Avec Youth, Paolo Sorrentino n'en est pas à son premier film anglophone. C'est notamment à lui que l'on doit There Must Be the Place. Mais le cinéaste italien se fait aussi valoir grâce à des films tournés dans la langue de Dante. Il Divo (2008) a obtenu le Prix du jury à Cannes. Il y a deux ans, La grande bellezza avait été écarté du palmarès cannois pour ensuite obtenir à peu près tous les autres prix possibles et imaginables au cours de l'année, y compris l'Oscar du meilleur film en langue étrangère.

S'il ne devait y avoir qu'une seule raison pour justifier la langue anglaise dans Youth, présenté hier en compétition, elle pourrait emprunter la forme d'un nom: Michael Caine. Le vétéran est tout simplement magnifique dans ce film dont le scénario est construit autour de deux vieux amis artistes. L'un est un chef d'orchestre à la retraite (Caine), bien décidé à n'en sortir sous aucun prétexte (fût-il même royal). L'autre (Harvey Keitel) est un cinéaste qui, au contraire, bûche sur le scénario d'un film qu'il souhaiterait livrer en guise de testament artistique.

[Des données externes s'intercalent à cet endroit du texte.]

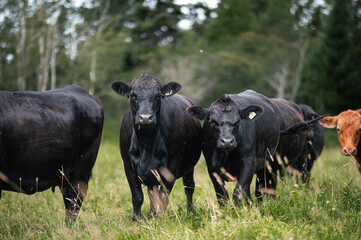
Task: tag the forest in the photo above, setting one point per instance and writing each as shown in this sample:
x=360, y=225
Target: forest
x=308, y=51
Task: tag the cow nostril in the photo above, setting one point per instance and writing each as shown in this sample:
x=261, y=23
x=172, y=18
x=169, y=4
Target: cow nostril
x=349, y=151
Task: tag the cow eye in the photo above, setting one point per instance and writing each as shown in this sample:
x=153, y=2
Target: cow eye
x=214, y=123
x=134, y=96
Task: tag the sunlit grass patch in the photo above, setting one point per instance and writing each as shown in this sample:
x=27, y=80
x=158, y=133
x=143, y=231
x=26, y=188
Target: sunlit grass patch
x=330, y=208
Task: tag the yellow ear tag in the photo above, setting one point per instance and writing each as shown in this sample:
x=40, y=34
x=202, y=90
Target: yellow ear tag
x=169, y=93
x=251, y=115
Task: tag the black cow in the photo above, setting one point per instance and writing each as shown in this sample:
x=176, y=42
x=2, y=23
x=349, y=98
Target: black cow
x=159, y=142
x=240, y=132
x=50, y=139
x=297, y=151
x=315, y=141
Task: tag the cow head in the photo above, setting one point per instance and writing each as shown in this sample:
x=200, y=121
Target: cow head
x=348, y=125
x=146, y=94
x=223, y=117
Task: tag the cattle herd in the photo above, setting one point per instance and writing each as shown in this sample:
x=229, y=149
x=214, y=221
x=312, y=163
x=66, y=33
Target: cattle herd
x=51, y=138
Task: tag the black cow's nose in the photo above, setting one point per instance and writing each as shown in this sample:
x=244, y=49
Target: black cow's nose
x=227, y=142
x=145, y=119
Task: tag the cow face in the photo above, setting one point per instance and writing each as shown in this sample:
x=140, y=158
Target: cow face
x=223, y=117
x=146, y=94
x=348, y=125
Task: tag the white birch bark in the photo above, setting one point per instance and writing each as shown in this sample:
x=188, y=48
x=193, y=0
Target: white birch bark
x=297, y=83
x=94, y=54
x=20, y=48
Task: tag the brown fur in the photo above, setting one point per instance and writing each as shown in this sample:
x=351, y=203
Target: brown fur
x=348, y=125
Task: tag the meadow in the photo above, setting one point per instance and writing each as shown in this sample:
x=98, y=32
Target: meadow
x=330, y=208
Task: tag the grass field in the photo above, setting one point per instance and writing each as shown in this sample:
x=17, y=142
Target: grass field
x=329, y=209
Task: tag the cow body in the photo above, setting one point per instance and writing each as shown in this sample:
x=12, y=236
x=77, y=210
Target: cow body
x=240, y=133
x=159, y=142
x=297, y=151
x=348, y=125
x=49, y=139
x=316, y=138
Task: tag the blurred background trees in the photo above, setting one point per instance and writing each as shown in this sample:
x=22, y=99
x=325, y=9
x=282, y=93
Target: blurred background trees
x=308, y=51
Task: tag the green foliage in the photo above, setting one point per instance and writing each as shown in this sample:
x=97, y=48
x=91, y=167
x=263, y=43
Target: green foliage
x=332, y=73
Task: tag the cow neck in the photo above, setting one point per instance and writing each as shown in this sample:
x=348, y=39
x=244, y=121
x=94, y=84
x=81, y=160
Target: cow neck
x=147, y=137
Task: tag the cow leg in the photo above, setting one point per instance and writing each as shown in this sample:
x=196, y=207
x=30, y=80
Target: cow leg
x=159, y=198
x=188, y=183
x=135, y=188
x=266, y=183
x=73, y=195
x=219, y=188
x=242, y=190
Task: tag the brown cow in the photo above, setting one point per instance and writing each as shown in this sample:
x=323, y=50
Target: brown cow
x=348, y=125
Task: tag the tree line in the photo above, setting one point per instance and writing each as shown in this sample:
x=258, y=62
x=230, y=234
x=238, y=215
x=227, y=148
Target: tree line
x=302, y=50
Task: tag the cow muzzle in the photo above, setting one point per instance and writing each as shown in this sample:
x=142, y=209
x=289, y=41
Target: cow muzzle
x=145, y=119
x=349, y=151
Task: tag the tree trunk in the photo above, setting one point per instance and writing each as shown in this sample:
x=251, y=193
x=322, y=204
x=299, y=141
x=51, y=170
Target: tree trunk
x=53, y=64
x=93, y=63
x=41, y=62
x=46, y=59
x=280, y=80
x=20, y=48
x=297, y=83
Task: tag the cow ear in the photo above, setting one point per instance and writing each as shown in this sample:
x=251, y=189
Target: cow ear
x=171, y=88
x=252, y=112
x=328, y=122
x=121, y=88
x=197, y=112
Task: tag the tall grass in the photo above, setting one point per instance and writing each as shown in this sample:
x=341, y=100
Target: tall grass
x=329, y=209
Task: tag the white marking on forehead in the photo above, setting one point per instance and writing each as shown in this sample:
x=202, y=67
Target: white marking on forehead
x=251, y=115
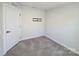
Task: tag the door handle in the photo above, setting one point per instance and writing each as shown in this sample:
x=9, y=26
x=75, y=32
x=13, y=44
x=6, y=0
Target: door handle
x=8, y=31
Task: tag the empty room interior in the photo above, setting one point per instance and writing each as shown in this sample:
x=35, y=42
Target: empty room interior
x=39, y=28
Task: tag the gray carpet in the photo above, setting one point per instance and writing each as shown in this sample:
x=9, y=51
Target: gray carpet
x=41, y=46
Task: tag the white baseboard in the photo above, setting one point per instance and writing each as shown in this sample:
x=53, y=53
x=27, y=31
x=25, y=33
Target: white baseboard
x=77, y=52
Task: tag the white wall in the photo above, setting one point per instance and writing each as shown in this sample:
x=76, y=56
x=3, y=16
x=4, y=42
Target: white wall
x=30, y=28
x=1, y=34
x=63, y=25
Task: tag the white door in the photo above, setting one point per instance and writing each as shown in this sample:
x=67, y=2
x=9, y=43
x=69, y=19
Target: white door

À la fois drôle et profond, ponctué de scènes oniriques parfois étonnantes, Youth est une réflexion à la fois tendre et lucide sur le temps qui passe. Et parfois cruelle. On notera au passage un morceau de bravoure de Jane Fonda, irrésistible dans la peau d'une vieille vedette de cinéma, venue en Suisse expressément pour lancer ses quatre vérités au visage du cinéaste qui l'a révélée. Quelques fabuleux traits de mise en scène se distinguent aussi de l'ensemble.

Les trois acteurs ont été très applaudis par les journalistes lors de leur arrivée dans la salle où ont lieu les conférences de presse, mais Michael Caine a eu droit à une claque encore plus nourrie. L'acteur britannique, âgé de 82 ans, n'avait pas mis les pieds sur la Croisette depuis... 49 ans!

«J'étais venu avec Alfie, a-t-il raconté délicieusement. Comme on ne m'avait pas donné de prix, j'avais décidé de ne jamais revenir! Mais je suis ravi d'être là, car j'aime vraiment beaucoup ce film. Je veux le soutenir, qu'il ait un prix ou pas!»

Si jamais Youth était primé dimanche, le vétéran estime que la récompense devrait être partagée entre tous les artisans du film.

«À une certaine époque de ma vie, j'ai été soldat, a-t-il expliqué. Si tu t'en sors vivant, c'est grâce aux autres qui étaient là avec toi. Au cinéma, c'est pareil. C'est un travail de collaboration. Si tu survis, c'est grâce à tes partenaires.»

Dédié à Francesco Rosi

Paolo Sorrentino a par ailleurs expliqué ainsi la dédicace au grand cinéaste Francesco Rosi, mort en janvier dernier.

«D'abord, il s'agit d'un très grand cinéaste, qui en a influencé plusieurs autres, notamment Martin Scorsese. Il y a quelques années, je suis allé le voir et il m'a parlé d'une histoire de jeunesse. Ce fut l'élément déclencheur pour l'écriture de ce film.»

Un mot, enfin, sur l'affiche, racoleuse à souhait. On y voit les deux vétérans dans une piscine en train de regarder une superbe jeune femme nue. Or, le récit est beaucoup plus fin que cette affiche, qui pourrait laisser croire à une dérive libidineuse de deux hommes d'âge mûr. Cela dit, cette affiche a beaucoup ému Michael Caine.

«Quand ces deux hommes regardent cette splendide jeune femme, ils contemplent ce à quoi ils n'auront jamais plus accès. Ça m'a rendu triste. Moi, j'ai pleuré en regardant cette affiche!»